Inside Budapest Pride: How organisers defied Orban's ban with 100,000-strong march
"Then the reality of his words set in, and the fear started," said Mr Hegedus, who watched Mr Orban's state of the nation address, where he made the remarks, on television.
Mr Hegedus, who is non-binary, underscored the significance of the source of the comments. "It's such a prominent person for these words to come from," he stated. "It's the prime minister after all."
Mr Orban, who has led the charge on LGBTQ+ censorship in Europe, delivered his address in the Castle Garden Bazaar in Budapest in front of supporters from his right-wing Fidesz party.

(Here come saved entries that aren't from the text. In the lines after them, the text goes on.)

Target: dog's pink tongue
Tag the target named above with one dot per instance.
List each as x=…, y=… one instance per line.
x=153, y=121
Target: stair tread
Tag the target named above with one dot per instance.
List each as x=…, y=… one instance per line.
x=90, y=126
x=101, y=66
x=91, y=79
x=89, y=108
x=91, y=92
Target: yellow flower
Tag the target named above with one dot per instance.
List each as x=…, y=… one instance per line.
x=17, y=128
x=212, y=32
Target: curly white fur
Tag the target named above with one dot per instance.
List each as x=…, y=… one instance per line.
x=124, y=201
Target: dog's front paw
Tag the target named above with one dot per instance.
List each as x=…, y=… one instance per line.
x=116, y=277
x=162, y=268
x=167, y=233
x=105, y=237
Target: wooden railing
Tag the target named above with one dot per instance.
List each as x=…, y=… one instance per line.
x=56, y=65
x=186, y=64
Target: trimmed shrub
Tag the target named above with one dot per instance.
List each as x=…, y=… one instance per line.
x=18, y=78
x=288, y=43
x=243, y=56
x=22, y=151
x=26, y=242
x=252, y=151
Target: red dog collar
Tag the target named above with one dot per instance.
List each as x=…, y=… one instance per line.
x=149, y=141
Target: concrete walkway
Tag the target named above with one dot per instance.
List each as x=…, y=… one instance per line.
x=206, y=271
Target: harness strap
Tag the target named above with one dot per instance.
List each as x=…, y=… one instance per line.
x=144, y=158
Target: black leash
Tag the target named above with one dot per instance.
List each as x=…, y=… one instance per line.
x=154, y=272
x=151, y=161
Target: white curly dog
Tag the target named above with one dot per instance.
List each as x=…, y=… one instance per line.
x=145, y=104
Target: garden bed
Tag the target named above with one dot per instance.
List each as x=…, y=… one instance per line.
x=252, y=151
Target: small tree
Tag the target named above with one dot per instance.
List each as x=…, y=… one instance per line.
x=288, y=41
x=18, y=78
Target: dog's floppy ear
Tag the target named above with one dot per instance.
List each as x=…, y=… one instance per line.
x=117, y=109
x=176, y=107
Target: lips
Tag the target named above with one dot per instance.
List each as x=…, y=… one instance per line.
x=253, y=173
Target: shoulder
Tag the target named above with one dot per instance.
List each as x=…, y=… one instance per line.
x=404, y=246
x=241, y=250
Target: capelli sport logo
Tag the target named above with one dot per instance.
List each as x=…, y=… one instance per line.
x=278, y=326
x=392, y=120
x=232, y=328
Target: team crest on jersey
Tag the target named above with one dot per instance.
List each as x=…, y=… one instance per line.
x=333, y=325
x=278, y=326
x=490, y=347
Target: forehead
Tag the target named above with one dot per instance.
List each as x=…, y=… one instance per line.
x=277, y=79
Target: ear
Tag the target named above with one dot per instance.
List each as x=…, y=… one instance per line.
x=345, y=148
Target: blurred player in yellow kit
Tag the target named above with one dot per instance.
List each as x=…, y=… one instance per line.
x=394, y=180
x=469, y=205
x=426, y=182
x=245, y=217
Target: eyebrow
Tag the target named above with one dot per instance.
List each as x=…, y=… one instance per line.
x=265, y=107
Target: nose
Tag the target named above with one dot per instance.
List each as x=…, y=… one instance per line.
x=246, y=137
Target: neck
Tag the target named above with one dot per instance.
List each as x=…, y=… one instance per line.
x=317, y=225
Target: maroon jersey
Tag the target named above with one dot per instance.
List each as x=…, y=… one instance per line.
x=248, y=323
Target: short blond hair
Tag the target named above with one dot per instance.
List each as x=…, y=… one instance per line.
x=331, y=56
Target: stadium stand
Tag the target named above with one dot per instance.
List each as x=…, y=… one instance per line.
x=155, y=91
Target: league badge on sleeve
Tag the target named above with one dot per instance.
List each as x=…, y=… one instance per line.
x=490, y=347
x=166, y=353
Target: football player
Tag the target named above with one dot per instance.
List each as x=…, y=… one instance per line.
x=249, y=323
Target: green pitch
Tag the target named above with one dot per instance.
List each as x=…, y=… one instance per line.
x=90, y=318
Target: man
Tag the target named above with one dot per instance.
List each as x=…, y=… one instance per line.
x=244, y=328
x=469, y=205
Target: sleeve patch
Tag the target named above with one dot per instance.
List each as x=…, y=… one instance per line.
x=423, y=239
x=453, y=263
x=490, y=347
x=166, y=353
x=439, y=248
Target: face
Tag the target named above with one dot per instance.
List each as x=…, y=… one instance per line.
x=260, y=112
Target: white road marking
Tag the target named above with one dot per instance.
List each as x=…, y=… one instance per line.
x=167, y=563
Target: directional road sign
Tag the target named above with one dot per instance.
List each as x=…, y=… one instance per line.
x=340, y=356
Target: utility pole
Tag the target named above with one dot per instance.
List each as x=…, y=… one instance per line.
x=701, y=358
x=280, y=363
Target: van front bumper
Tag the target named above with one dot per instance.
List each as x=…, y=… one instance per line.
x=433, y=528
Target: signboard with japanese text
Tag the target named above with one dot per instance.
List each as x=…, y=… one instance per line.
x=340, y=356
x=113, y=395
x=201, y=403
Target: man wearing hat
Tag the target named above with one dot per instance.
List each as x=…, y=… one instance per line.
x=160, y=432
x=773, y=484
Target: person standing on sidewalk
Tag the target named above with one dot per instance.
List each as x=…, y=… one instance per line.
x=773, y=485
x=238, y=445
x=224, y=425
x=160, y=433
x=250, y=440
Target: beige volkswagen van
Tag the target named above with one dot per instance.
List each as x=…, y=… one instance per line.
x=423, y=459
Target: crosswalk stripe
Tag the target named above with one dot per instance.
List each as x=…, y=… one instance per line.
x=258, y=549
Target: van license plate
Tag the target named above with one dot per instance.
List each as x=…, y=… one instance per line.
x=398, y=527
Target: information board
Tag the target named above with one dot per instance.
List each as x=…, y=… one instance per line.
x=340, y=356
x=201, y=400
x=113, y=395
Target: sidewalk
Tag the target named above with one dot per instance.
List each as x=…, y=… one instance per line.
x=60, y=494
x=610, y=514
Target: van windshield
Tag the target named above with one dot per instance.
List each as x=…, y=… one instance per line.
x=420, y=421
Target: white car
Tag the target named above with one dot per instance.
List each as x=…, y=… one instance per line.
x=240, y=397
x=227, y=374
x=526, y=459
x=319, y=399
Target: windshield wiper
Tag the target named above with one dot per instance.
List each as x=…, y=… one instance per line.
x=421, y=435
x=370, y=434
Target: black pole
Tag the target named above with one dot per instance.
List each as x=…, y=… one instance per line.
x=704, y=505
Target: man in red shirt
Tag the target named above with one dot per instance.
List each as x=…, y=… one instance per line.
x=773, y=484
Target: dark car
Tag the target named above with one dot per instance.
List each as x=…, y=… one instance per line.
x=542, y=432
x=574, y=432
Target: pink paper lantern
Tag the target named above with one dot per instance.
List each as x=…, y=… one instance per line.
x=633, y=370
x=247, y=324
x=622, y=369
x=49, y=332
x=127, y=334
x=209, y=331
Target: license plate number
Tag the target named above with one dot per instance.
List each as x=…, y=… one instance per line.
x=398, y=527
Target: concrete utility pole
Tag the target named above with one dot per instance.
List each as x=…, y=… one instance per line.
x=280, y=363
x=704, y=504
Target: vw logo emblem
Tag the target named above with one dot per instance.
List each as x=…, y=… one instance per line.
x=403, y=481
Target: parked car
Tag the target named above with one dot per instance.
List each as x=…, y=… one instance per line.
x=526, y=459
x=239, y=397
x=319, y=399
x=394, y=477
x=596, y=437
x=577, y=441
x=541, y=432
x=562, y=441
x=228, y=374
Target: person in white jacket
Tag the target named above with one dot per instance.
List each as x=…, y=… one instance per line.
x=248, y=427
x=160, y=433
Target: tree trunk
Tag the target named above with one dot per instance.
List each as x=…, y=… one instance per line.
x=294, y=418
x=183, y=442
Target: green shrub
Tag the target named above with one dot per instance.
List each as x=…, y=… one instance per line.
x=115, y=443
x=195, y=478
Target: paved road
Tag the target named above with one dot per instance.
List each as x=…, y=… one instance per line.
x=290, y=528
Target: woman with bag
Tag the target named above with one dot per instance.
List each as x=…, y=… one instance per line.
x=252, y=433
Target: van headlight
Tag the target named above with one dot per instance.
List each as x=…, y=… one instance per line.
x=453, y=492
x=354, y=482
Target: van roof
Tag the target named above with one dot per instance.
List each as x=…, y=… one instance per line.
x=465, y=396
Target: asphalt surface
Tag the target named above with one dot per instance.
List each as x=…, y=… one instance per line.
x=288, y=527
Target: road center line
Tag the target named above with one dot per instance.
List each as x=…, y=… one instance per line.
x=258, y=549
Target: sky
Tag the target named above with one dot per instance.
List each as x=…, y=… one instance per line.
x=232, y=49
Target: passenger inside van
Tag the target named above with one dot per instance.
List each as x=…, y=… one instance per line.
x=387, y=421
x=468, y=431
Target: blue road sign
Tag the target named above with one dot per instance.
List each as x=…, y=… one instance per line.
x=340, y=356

"I advise the Pride organisers that they should not bother preparing for this year's parade," Orban said.
Soon, it became clear why.
In March, Fidesz put forward a bill to ban Pride events on the grounds that they could be considered harmful to children. In less than 48 hours, parliament passed the bill.
Orban has scaled up his attacks on the media and LGBTQ+ people since the inauguration of U.S. President Donald Trump, who has also cracked down on LGBTQ+ rights.
The new law stated organisers would face a year in jail if they disobeyed and that all attendees would be subjected to facial recognition technology and risk fines of up to 500 euros($590).
Hegedus and the Pride team decided to rebel.
"Before the ban, we'd meet regularly online to discuss the logistics and operational matters," Hegedus said.
But everything changed after Orban's speech.
"We were aware the government might be trying to monitor us," Hegedus said. "There were times I was afraid I was being watched or followed."
So the team went offline.
"We'd meet in private in one of our apartments, behind closed doors. Everyone would leave their laptops and phones outside," said Hegedus.
"We needed to be as secure as possible."
Orban calls march 'repulsive'
As the date neared, the verbal attacks on Pride mounted.
Hungary's Minister of Justice Bence Tuzson wrote to several European embassies, warning that Pride was a "legally banned assembly" and that any participants from their governments would be breaking Hungarian law.
Orban repeated his threats to imprison the organisers and fine participants on the eve of Pride.
"My grandmother was worried," Hegedus said. "I had to make her believe everything was going to be alright."
Then, Gergely Karacsony, the liberal mayor of Budapest, said the city would host the march as a municipal event instead.
Speaking to reporters the day before Pride, he said "crowds would be safe" and there would be no penalties for attending.
It worked.
The next day, last Saturday, an estimated 100,000 people, including 70 European diplomats, took part in Budapest's 30th Pride march, which swelled into one of the largest displays of opposition to Orban in recent years.
Far-right extremist groups organised small counter protests along the route, forcing police to divert the march, but there were no reports of violence.
On Sunday, Orban, who faces parliamentary elections next year, called Pride "repulsive and shameful" and attacked the European Union for enabling it.
Fears for future
The defiant display underscores Orban's waning popularity - Fidesz is polling 15 points behind the main opposition party Tisza.
Orban's opponents see the Pride ban as part of a wider crackdown on democratic freedoms ahead of next year's election.
There are protests every month in Hungary. Inflation is among the highest in the European Union and food prices rose 7% year-on-year in March.
Marton Gulyas, the founder of Partizan, the most influential independent media outlet in Hungary, said he could not imagine Orban peacefully handing over power if he loses the vote.
And despite the success of the Pride march, he said the outlook for LGBTQ+ rights in the country was bleak.
"Even if they lose the election, Fidesz will continue to have a lot of influence over the Supreme Court, which can make the new government's life a living hell," he said.
"There are a lot of cracks in the system. If they are going to lose, they can still do a lot of things to influence the future of Hungary."
Gulyas is also concerned about a proposed transparency law that would draft a list of organisations that get foreign funding and restrict or even shut them down if they are deemed to threaten Hungary's sovereignty and culture.
The bill, similar to Russia's "foreign agents law", was meant to be debated in June, but the government postponed the debate and vote after protests.
Tamas Dombos, board member of Hatter Society; Hungary's largest LGBTQ+ non-profit - said the law would be "deadly" for the organisation.
"The transparency law is basically an anti-NGO law. Human rights organisations receiving any kind of funding from abroad would be put on a government list of groups harming the sovereignty of Hungary. And if you're put on that list, your organisation is essentially dead," Dombos said.
Asked about the future of LGBTQ+ rights in Hungary, Viktoria Radvanyi, the president of Budapest Pride, was adamant the fight would go on.
"We want equal rights and we want them now and not in 50 years. This is an opportunity to craft Europe's future. We want to live freely in this continent and not just learn how to survive."